Harmonie II: Wenige Wochen nach der ersten sollte unter der Kreuzung Allee-Kaiserstraße-Moltkestraße eine zweite Passage folgen. Zehn Millionen Mark steckte die Stadt in den Hohlraum. Er war halb so groß wie ein Fußballplatz und mit allerhand Läden, "Stadtschenke", Kiosk, Rampen, Rolltreppen, einem Zugang zur Harmonie-Tiefgarage und mit öffentlichen Toiletten ausgestattet − die zum Drogentreff verkamen. 1999 wurde das Ganze für 1,4 Millionen Mark zugeschüttet, weil die Decke die nahende Stadtbahn nicht getragen hätte. Weil sie sich 1993 mit 820 000 Mark an einer 3,3 Millionen Mark teuren Sanierung beteiligt hatte, forderte die Volksbank von der Stadt Geld zurück − und unterlag nach einem verbissenen Rechtsstreit, bei dem die Bank am Ende 166 000 Euro verspielte, die ihr die Stadt im Falle eines Vergleichs freiwillig gegeben hätte. Dies nur am Rande.

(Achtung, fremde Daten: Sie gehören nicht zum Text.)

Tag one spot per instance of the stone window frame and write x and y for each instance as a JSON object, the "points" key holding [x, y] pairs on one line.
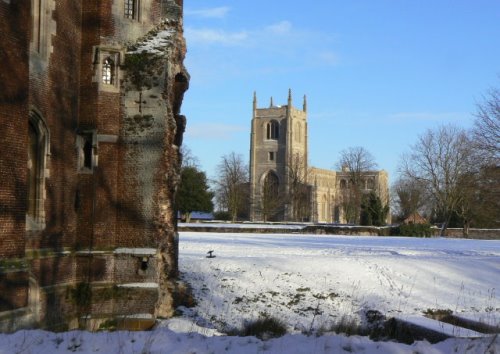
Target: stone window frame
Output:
{"points": [[35, 214], [272, 130], [42, 27], [112, 56], [86, 151], [132, 9]]}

Postpassage: 1980 wurde für 8,5 Millionen Mark die Postpassage gebaut: aus Gründen der Verkehrssicherheit, hieß es. Schließlich trafen auf der zur Stadtautobahn mutierten Allee an dieser Stelle täglich 20 000 Fußgänger auf 40 000 Autos. Von 1830 Quadratmetern wurden 615 von Läden und von der "Frankenstube" genutzt. Doch trotz der Mieteinnahmen schrieb die Stadt rote Zahlen, vor allem wegen hoher Wartungsarbeiten für die Rolltreppen. Nach dem Schließungsbeschluss wurde lange über alternative Nutzungen diskutiert. Doch ein Investor fand sich nicht. 815 000 Euro flossen 2008 in den Rückbau der Zugänge, der Hohlraum besteht noch.
Theaterpassage: Mit dem Theaterneubau entstand 1982 unter dem Berliner Platz eine Tiefgarage. Parallel zur östlichen Zufahrt verläuft die Theaterpassage, ihre Kosten liegen inzwischen im Dunkeln. Fußgänger trifft man in dem 35 langen und sechs Meter breiten Schlauch auch kaum noch.